Also, in UWB antenna devices, there is known an antenna device in which a pair of radiation plates are arranged close to each other while forming a gap of a predetermined width, and power is fed from a predetermined position near the open end of the gap (patent) Reference 1). According to such an antenna device, by supplying power from a predetermined position of the radiation plate, current is transmitted in a direction in which a geometrical similarity is easily formed in the radiation plate. Then, since the VSWR characteristic is similar to that when using a radiation plate having a similar structure with the power feeding portion as a base point, a wide-band characteristic is realized by downsizing while using a radiation plate having a high degree of freedom. ing.
JP 2005-117363 A

  However, the conventional UWB antenna device shows a wide band characteristic, but since the input impedance is as high as about 200 to 300Ω, when the power is fed by connecting a commonly used 50Ω transmission line, the impedance is There is a problem in that the electric power cannot be effectively transmitted / received because most of the electric power supplied cannot be matched and is fed.

  Here, in general, the input impedance of the dipole antenna device is determined based on the input resistance and the input reactance. It is known that the input resistance decreases as the gap width between the radiation plates decreases, and in order to reduce the input impedance, the antenna device is configured by reducing the gap width between the radiation plates. However, in the conventional antenna device, since the upper side is arranged on the gap side in the case of the trapezoidal radiation plate and the apex is arranged on the gap side in the case of the triangular radiation plate, the length dimension of the portion in contact with the gap of the radiation plate is small. Even if the gap width is reduced, the amount of charge stored on the gap side of the radiation plate cannot be increased efficiently. Therefore, there is a problem that the input impedance cannot be sufficiently reduced even if the gap width between the radiation plates is reduced to the structural limit.

  In addition, in order to connect a 50Ω transmission line, it is necessary to connect with an impedance conversion circuit interposed therebetween, and there is a problem that the entire antenna device becomes large.

  The present invention has been made in view of these points, and an object of the present invention is to provide an antenna device with reduced input impedance.

In order to solve the above problem, the invention according to claim 1 is:
An antenna device in which a set of radiation plates is arranged with a predetermined gap, and the radiation plate includes impedance matching means for adjusting an input impedance, and a feeding unit electrically connected to each of the radiation plates. In
The antenna device according to claim 1, wherein the impedance matching means is a conductor member provided in each of the radiation plates.

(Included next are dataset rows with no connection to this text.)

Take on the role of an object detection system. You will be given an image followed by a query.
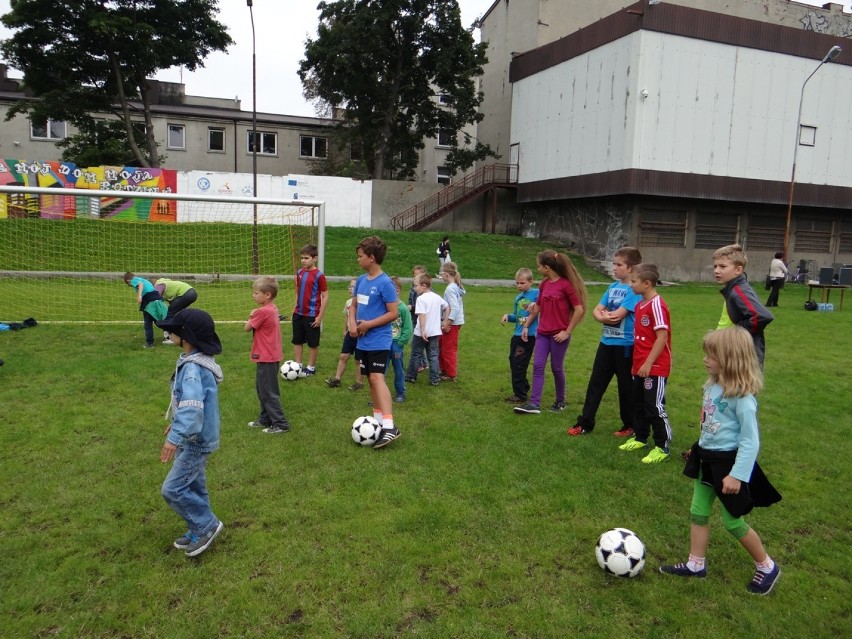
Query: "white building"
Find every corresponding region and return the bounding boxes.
[478,0,852,279]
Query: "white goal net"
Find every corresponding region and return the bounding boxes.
[0,186,325,323]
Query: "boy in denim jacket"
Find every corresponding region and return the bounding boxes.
[160,308,224,557]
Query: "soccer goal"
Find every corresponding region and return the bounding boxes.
[0,186,325,323]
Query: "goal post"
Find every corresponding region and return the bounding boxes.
[0,186,325,323]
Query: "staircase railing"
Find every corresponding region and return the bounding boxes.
[390,164,518,231]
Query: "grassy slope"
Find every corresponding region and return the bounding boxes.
[0,282,852,638]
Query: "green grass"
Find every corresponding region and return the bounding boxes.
[0,282,852,639]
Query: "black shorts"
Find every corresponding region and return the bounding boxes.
[340,332,358,355]
[293,313,320,348]
[355,348,390,375]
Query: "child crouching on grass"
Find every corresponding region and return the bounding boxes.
[160,308,225,557]
[660,327,781,595]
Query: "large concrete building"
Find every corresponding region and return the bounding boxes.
[478,0,852,279]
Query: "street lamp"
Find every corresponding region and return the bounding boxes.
[784,44,841,260]
[246,0,260,275]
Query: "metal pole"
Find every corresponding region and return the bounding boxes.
[784,44,841,262]
[246,0,260,275]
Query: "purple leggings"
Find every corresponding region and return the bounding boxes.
[530,335,571,406]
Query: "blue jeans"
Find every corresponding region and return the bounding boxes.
[406,335,441,384]
[162,448,219,537]
[385,342,405,397]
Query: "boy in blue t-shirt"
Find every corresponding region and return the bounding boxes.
[568,246,642,437]
[500,268,538,404]
[348,236,401,448]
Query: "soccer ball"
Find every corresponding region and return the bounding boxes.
[352,415,382,446]
[281,359,302,382]
[595,528,645,577]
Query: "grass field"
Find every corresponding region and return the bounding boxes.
[0,260,852,638]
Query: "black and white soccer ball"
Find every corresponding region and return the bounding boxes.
[281,359,302,382]
[595,528,645,577]
[352,415,382,446]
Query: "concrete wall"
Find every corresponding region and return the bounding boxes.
[512,31,852,186]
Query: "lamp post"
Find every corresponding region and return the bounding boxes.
[246,0,260,275]
[784,44,841,260]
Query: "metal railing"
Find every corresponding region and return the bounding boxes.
[390,164,518,231]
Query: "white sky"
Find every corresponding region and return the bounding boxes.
[0,0,852,116]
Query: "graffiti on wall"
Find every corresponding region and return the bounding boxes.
[799,11,852,38]
[0,159,177,223]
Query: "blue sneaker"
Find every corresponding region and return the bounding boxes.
[746,564,781,595]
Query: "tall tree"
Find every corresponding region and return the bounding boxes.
[0,0,233,167]
[299,0,494,179]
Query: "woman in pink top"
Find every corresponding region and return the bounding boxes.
[514,249,586,414]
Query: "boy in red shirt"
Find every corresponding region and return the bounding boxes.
[619,264,672,464]
[245,277,290,435]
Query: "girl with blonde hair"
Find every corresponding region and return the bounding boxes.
[514,249,587,415]
[660,326,781,595]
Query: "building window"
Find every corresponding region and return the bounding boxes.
[167,124,186,149]
[30,120,67,140]
[207,127,225,153]
[299,135,328,158]
[246,131,278,155]
[695,213,738,249]
[438,129,456,146]
[639,211,686,248]
[793,218,831,253]
[744,215,785,252]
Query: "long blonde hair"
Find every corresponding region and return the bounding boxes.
[701,326,763,397]
[536,249,588,314]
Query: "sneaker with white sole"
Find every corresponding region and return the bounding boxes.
[373,427,402,448]
[186,521,225,557]
[512,404,541,415]
[746,564,781,595]
[618,437,648,450]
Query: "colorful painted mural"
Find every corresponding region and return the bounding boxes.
[0,159,177,223]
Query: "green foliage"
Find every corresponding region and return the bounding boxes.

According to the first aspect of the present invention, the radiation plate is provided with the impedance matching means, and the input reactance is reduced by using a set of conductor members. Further, by providing the conductor member, the capacitance of the antenna device increases and the input resistance decreases. Therefore, since both input reactance and input resistance are reduced, the input impedance is efficiently reduced.
Further, by providing a conductor member for each of the radiation plates, the capacitance of the antenna device can be greatly increased, and the input impedance is efficiently reduced.

The invention according to claim 2 is the antenna device according to claim 1,
One of the radiation plates is grounded by a grounding means.

  According to the second aspect of the present invention, since one of the radiation plates including the conductor member is grounded, the capacitance of the impedance matching means is greatly increased. The radiation plate also functions as a ground plate by being grounded.

The invention according to claim 3 is the antenna device according to claim 1 or 2,
The impedance matching means is characterized in that the conductor members are flat and are arranged so as to face each other.

  According to the third aspect of the present invention, the impedance matching means is configured such that the conductor members have a flat plate shape and are arranged so that they face each other, whereby charges are accumulated in the conductor member.

The invention according to claim 4 is the antenna device according to any one of claims 1 to 3,
The impedance matching means includes protrusions on mutually facing surfaces of the conductor member, and the conductor members are arranged so that the protrusions are staggered.

  According to the fourth aspect of the present invention, since the conductor member of the impedance matching means is provided with the protrusion, the facing area of the conductor member is increased and the capacitance is increased. That is, the input impedance is further reduced without increasing the size of the conductor member.

The invention according to claim 5 is the antenna device according to claim 1,
The radiation plate is disposed on a support substrate;
The impedance matching means includes a hole formed as the conductor member on the gap side of the radiation plate, and the hole penetrates the support substrate and is metal-plated on the inner periphery. And

  According to the invention described in claim 5, the hole as the conductor member of the impedance matching means is formed in the radiation plate so as to penetrate the support substrate, and the capacitance is increased by the metal plating portion on the inner periphery. As a result, the input resistance and input reactance of the antenna device are reduced. Therefore, since both input reactance and input resistance are reduced, the input impedance is efficiently reduced.

According to the first aspect of the present invention, since both the input resistance and the input reactance of the antenna device can be reduced, the input impedance can be efficiently reduced. Therefore, it is possible to directly connect a 50Ω transmission line with low characteristic impedance to the power feeding unit, and it is not necessary to provide an impedance conversion circuit or the like, so that the antenna device can be simplified and downsized.
In addition, the power supply efficiency is good, and the use band of the antenna device can be further widened.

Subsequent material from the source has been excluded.